Shiro gives him a nod, his chest swelling with pride. "You're learning."
He is. He's learning so fast he'll take over the Comet in no time. He keeps every other thought at bay, just the wind and the race and the joy and the pride. And the sun over the desert, the open horizon that he'd seen so many times curving up into a perfect circle as he climbed up and up.
Between the desert and the Hokkaido peaks, how could he ever not become a pilot?
"So… you grew up out here?" Shiro asks, even though he knows the answer. There's a little house westward from them that Keith will own for himself once he turns eighteen, an old Kogane ranch. Keith's head bobs in agreement all the same.
"Yep. Just me and my pop."
"He was a fireman, right?"
"Yeah. He was a real hero." There's no bitterness in Keith's voice, just slight exasperation, as if going and dying on his eight-year-old son was something he'd forgiven his father for, but would still bring that up in their petty arguments. So casual. So… normal. "Everyone told him not to run back into that building, but you couldn't tell him anything."
Shiro takes those words for what they are, not looking under the surface. He gives Keith a warm smile. "Sounds like someone I know."
It's the right thing to say. Keith's face brightens up in the warm glow of the setting sun, and Shiro feels that warmth all the way to his heart.
Then – then the electro-stimulators go off.
He makes a small noise, clutching his wrist to his chest instinctively, and Keith notices right away. A cold shard lodges itself into the warm feeling in his chest.
"What are those?"
There's no point in lying. "These are just some electro-stimulators to keep my muscles loose." His tone is deliberately light, but Keith sees right through it.

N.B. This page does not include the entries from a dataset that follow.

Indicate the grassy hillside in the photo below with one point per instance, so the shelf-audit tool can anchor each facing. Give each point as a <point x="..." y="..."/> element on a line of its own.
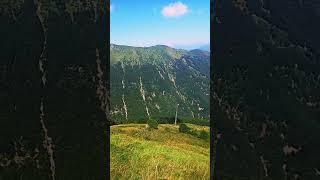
<point x="164" y="153"/>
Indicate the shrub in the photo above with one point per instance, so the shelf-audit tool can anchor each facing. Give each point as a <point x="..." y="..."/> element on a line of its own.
<point x="183" y="128"/>
<point x="204" y="135"/>
<point x="152" y="124"/>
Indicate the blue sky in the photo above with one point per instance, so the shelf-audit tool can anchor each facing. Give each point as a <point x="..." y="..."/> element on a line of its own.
<point x="176" y="23"/>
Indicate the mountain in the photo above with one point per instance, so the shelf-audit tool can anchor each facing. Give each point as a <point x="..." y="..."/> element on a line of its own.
<point x="266" y="91"/>
<point x="150" y="82"/>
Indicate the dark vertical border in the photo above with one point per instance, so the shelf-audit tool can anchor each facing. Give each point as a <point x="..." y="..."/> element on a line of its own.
<point x="107" y="33"/>
<point x="212" y="120"/>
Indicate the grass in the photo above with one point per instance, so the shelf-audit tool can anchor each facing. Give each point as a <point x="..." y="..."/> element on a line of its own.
<point x="164" y="153"/>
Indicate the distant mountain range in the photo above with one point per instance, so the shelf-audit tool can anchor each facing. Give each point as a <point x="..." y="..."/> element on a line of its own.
<point x="150" y="82"/>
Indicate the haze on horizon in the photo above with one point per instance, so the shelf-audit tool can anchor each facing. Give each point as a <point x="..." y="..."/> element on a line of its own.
<point x="143" y="23"/>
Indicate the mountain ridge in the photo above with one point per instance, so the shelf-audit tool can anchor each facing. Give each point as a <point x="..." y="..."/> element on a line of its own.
<point x="156" y="77"/>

"What's wrong with your muscles?"
An opening, a way to tell him – and perhaps he should –
- but even if telling Adam has made it real, telling Keith would put a timer on the kid's shoulders, take away the steady certainty he's been so painstakingly building. And Shiro can't let go of this, of him. Not yet.
"Ah, nothing. This is just what happens when you get to be an old timer." The ripe old age of twenty five years, to be precise.
Worry clouds his dark eyes, the next question imminent. Shiro cuts it short. "Come on. We should get back to the base."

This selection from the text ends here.